A cat who is clearly not in a shelter. |
Last night I wrote the first draft of a document on appropriate housing for shelter animals for IAABC’s new shelter division. Before getting into the nitty gritty details, I wrote as part of the general overview:
Housing for any shelter animal should be clean and safe: easy to sanitize; no sharp edges that could injure the animal; no gaps or broken latches that could allow the animal to escape. Animals should not be housed in temporary enclosures like airplane crates for more than a few hours while longer term housing is located.
I wondered: Is this too basic to even cover? Will readers stop reading the document at this point, thinking it’s worthless?
But then I remembered the story of a cat I encountered at a shelter during my internship. I was working in the kitten house, a small house dedicated to raising kittens during The Season. The cages were mostly roomy enough for moms with their litters; smaller cages were reserved for litters of orphan kittens. But one small cage had an elderly adult cat in it.
This cage was just too small for this cat. Now, some shelters keep all their cats in cages like this. But the thing was, this was a really excellent shelter. They did a great job of providing their cats with roomy housing. And their vet knew the importance of good housing and advocated for it, and moreover had enough authority to make it happen (sadly, a bit of a rarity in many shelters). So what was going on here?
I asked. Turns out, the cat had been adopted by a staff member but had proven to have behavoral issues that made it difficult for her to live in a home. So she had come back to the shelter. She also had a disease or two which made her expensive to keep and difficult to adopt. But the shelter wasn’t willing to euthanize her, so they put her in a spare cage in the kitten house and planned to figure out the situation later. And hadn’t figured it out yet, because in a shelter, there’s always some more pressing problem that has to be figured out today.

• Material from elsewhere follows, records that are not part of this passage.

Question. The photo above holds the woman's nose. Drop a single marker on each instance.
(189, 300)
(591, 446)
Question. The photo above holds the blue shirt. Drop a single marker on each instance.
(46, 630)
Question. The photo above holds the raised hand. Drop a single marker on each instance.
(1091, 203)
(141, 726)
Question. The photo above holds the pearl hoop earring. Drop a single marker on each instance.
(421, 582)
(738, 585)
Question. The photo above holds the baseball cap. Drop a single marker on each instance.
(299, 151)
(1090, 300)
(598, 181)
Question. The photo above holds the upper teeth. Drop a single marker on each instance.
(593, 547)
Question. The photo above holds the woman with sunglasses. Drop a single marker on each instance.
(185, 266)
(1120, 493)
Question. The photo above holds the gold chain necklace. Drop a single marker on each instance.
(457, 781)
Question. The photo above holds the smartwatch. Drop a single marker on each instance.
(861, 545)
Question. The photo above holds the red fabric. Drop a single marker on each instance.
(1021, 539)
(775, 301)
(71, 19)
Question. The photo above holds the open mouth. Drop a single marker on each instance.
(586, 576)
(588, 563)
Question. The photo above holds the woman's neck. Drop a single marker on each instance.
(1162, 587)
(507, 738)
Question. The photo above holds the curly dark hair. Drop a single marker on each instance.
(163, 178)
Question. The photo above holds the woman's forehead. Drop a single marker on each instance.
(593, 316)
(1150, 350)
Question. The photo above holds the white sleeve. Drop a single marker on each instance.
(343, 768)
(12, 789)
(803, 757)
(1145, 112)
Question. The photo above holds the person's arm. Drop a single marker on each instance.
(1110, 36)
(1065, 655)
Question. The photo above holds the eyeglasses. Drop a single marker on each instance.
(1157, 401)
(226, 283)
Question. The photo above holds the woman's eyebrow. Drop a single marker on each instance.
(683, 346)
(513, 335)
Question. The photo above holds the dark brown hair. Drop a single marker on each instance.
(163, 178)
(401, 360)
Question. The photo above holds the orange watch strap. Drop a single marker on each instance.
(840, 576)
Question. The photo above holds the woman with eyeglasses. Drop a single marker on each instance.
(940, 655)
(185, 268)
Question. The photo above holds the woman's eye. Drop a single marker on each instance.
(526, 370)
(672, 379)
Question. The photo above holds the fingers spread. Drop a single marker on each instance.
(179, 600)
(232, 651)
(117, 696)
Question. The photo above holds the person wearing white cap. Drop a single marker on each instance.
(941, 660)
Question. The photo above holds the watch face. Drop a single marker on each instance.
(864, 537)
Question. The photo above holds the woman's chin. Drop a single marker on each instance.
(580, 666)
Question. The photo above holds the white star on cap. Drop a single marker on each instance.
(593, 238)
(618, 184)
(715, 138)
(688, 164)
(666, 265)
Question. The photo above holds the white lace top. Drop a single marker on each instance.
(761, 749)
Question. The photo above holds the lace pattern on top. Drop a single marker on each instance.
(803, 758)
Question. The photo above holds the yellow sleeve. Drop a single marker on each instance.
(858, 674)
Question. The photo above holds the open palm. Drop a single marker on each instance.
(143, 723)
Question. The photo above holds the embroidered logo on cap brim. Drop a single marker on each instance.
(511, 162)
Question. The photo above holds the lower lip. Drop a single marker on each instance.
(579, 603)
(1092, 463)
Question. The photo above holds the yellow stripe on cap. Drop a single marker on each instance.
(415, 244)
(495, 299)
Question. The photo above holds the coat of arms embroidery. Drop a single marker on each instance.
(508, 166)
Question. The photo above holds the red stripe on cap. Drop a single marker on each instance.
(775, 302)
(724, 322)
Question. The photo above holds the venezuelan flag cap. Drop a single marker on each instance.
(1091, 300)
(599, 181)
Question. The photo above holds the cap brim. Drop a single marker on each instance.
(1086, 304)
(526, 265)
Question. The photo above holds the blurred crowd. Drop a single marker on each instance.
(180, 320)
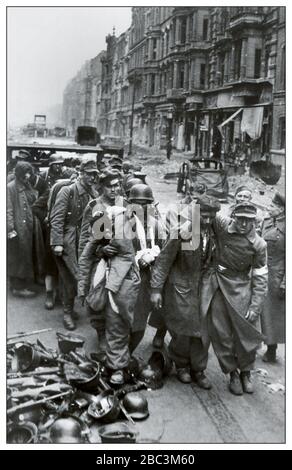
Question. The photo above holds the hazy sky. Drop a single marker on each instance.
(47, 46)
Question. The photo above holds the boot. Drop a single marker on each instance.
(158, 339)
(68, 321)
(270, 354)
(183, 375)
(117, 378)
(235, 386)
(246, 382)
(50, 300)
(201, 380)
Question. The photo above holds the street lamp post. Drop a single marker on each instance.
(132, 116)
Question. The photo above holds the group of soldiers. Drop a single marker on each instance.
(97, 233)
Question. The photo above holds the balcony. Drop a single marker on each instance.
(222, 38)
(135, 72)
(151, 100)
(175, 94)
(248, 16)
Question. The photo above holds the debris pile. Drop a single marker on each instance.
(63, 396)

What it took for this cat to get good housing was for someone to notice and make her a priority. We moved her into the bathroom for a few days so she could have more legroom, and she hung out with me in the guest bedroom at night. I found a roomy wire crate intended for litters of kittens and we set that up for her for her evenings long term, and during the days she got to hang out on the desk of the kitten house manager.
And that is often the job of the person at a shelter who works on animal behavior and welfare. Not training. Not making plans for Kong programs. Not fighting to change whole banks of cat cages out for something better. But noticing one single animal who got forgotten in an airline crate in a corner. Being the advocate for the little things. Being the one who remembers.